In all cases, CopyMember = IsLast.
So we can get rid of CopyMember entirely and leave the code like this:

if (ArgTypes[I] & OMP_TGT_MAPTYPE_FROM) {
  bool Always = ArgTypes[I] & OMP_TGT_MAPTYPE_ALWAYS;

  if ((DelEntry || Always || IsLast) &&
      !(PM->RTLs.RequiresFlags & OMP_REQ_UNIFIED_SHARED_MEMORY &&
        TgtPtrBegin == HstPtrBegin)) {

Thanks for the review. I'd feel more comfortable with one small simplification at a time. That is, a subsequent patch (which I'm happy to write if you'd like) could make the further simplification you're proposing and adjust targetDataBegin to match. Does that seem reasonable?

openmp/libomptarget/src/omptarget.cpp
746–747

Looks right to me, but it's possible I don't know of some additional condition in which TgtPtrBegin == HstPtrBegin.

Assuming that, as you say, all of the following are equivalent, which is best to use in the code?

  • !(PM->RTLs.RequiresFlags & OMP_REQ_UNIFIED_SHARED_MEMORY && TgtPtrBegin == HstPtrBegin)
  • TgtPtrBegin != HstPtrBegin
  • !(PM->RTLs.RequiresFlags & OMP_REQ_UNIFIED_SHARED_MEMORY) || HasCloseModifier

The second is most succinct, but the last is clearest in my opinion because it spells out the cases. Maybe we should use the second but assert that it's equivalent to the last?

jdenny updated this revision to Diff 364886.Aug 6 2021, 2:46 PM

Rebased.

I'm working on the suggested changes for a separate patch. However, seeing D104555's changes to related code in targetDataBegin, I wonder if there's another patch out there that's about to rewrite this code in targetDataEnd too.

grokos accepted this revision.Aug 6 2021, 3:15 PM

Rebased.

I'm working on the suggested changes for a separate patch. However, seeing D104555's changes to related code in targetDataBegin, I wonder if there's another patch out there that's about to rewrite this code in targetDataEnd too.

I asked the same question in D104555 and @tianshilei1992 said that there are no races to be fixed at the end of a target region, so I assume targetDataEnd won't get touched by the async patches.

This revision is now accepted and ready to land.Aug 6 2021, 3:15 PM
grokos added a comment.Aug 6 2021, 3:16 PM

Thanks for the review. I'd feel more comfortable with one small simplification at a time. That is, a subsequent patch (which I'm happy to write if you'd like) could make the further simplification you're proposing and adjust targetDataBegin to match.
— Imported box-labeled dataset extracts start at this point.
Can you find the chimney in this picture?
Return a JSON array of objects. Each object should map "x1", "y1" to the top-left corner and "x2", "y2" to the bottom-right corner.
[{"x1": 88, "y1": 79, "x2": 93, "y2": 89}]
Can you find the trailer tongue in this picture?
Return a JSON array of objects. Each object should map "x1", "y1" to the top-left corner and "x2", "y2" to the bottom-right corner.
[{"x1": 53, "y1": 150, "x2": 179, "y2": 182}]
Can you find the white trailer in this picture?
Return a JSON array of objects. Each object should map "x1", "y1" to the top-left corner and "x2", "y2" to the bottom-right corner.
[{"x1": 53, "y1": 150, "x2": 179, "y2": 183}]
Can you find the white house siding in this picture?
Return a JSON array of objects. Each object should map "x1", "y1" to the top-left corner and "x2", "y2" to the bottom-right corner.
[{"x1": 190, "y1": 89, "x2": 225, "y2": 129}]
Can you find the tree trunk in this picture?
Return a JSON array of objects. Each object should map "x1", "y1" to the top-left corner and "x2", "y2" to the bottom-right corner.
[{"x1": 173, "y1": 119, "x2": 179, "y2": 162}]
Does that seem reasonable?

Sure, no problem!

grokos added inline comments.Aug 6 2021, 3:21 PM
openmp/libomptarget/src/omptarget.cpp
746–747

The second is *almost* equivalent to the last with one exception: in the most unlikely coincidence ever, a device address may happen to be the same number as a host address (i.e. although we have no USM support, a call to e.g. cudaMalloc may return a device pointer which happens to have the same value as a host pointer returned by malloc). Super unlikely, but let's stick with the last condition.

jdenny added a comment.Aug 6 2021, 4:46 PM
openmp/libomptarget/src/omptarget.cpp
746–747

Ah, of course. Thanks.

What should happen if close is specified on an omp target enter data but not on the corresponding omp target exit data? (See test close_enter_exit.c.) To handle that case, don't we have to use the first version of the above condition in targetDataEnd?

I wonder how close can ever be meaningful when specified on an omp target exit data.

jdenny added inline comments.Aug 6 2021, 5:18 PM
openmp/libomptarget/src/omptarget.cpp
746–747

Another case where the first condition appears to be required is when omp_target_associate_ptr circumvents unified shared memory (as in the test unified_shared_memory/api.c). I think both targetDataEnd and targetDataBegin are wrong for this case.

jdenny added inline comments.Aug 6 2021, 5:29 PM
openmp/libomptarget/src/omptarget.cpp
746–747

How quickly I forgot your point. The first condition cannot be used to handle either of these situations because the addresses might happen to be the same even with discrete memory. We'll need a new condition.

jdenny added inline comments.Aug 11 2021, 1:08 PM
openmp/libomptarget/src/omptarget.cpp
746–747

These remaining issues are addressed by D107925, D107926, D107927, and D107928.